Hero images on dental sites averaged 1.2MB. Many load full-resolution office photos and staff portraits without any compression, responsive sizing, or modern formats like WebP. One site loaded a 6.8MB background image on its homepage. On mobile, that image alone takes 12 seconds to download.

Too many plugins running at once

The average WordPress dental site had 14 active plugins. Each plugin can inject its own CSS and JavaScript files into every page load, whether or not that page needs them. The result is render-blocking resources that caching can't fix.

No server-side rendering

WordPress generates HTML on the server for each request, but the JavaScript-heavy front ends built by most page builders negate this advantage. The browser still waits for the full JS bundle to hydrate before anything becomes interactive. Sites built on modern frameworks score 2x to 3x higher on the same Google test.

What this means for practice owners

Google confirmed in 2021 that page experience, including Core Web Vitals, is a ranking signal. Sites that pass get a measurable advantage in mobile search results. Sites that fail get pushed down. In a local market like Houston dental, where patients compare 3 to 4 practices before calling, the site that loads first gets seen first.

The 74% failure rate means most Houston dental practices are competing with a handicap they don't know about.

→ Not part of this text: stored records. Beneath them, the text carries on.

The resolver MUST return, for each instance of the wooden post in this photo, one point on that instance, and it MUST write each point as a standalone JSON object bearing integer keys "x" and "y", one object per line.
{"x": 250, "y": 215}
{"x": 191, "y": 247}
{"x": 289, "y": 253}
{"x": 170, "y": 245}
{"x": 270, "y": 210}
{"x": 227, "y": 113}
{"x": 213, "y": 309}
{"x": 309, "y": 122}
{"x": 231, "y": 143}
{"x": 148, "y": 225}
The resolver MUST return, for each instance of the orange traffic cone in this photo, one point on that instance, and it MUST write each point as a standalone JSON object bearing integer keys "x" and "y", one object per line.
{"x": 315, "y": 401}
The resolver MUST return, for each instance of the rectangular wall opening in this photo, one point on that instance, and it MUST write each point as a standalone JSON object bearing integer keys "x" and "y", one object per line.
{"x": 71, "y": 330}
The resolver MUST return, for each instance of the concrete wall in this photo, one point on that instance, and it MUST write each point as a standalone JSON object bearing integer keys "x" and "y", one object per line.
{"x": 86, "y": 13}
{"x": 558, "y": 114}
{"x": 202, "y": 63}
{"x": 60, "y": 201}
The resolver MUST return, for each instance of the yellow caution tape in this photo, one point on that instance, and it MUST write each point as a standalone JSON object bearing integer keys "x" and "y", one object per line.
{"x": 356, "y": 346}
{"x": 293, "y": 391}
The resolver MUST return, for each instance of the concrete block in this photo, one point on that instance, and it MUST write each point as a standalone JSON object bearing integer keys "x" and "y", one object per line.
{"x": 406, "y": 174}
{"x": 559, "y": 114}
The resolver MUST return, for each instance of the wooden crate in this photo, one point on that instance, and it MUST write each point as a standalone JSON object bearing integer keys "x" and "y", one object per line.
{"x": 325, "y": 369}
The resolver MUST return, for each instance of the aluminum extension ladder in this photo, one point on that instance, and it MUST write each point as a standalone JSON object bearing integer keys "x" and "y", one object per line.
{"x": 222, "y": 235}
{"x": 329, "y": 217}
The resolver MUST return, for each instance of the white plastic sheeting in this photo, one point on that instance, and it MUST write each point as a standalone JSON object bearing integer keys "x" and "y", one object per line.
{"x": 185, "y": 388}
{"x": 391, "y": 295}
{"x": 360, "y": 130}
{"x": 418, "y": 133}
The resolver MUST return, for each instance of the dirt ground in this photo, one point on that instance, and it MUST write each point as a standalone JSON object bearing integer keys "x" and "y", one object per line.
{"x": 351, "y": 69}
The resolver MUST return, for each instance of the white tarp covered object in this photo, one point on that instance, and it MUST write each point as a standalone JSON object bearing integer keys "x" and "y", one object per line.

Their marketing team buys Google Ads to drive traffic to a site that takes 4.7 seconds to load. Patients tap the back button before the phone number appears.

The practices with fast sites aren't doing anything exotic. They either built on a modern platform from the start, or they rebuilt their WordPress site on one. The technology exists. The data says most practices haven't made the switch yet.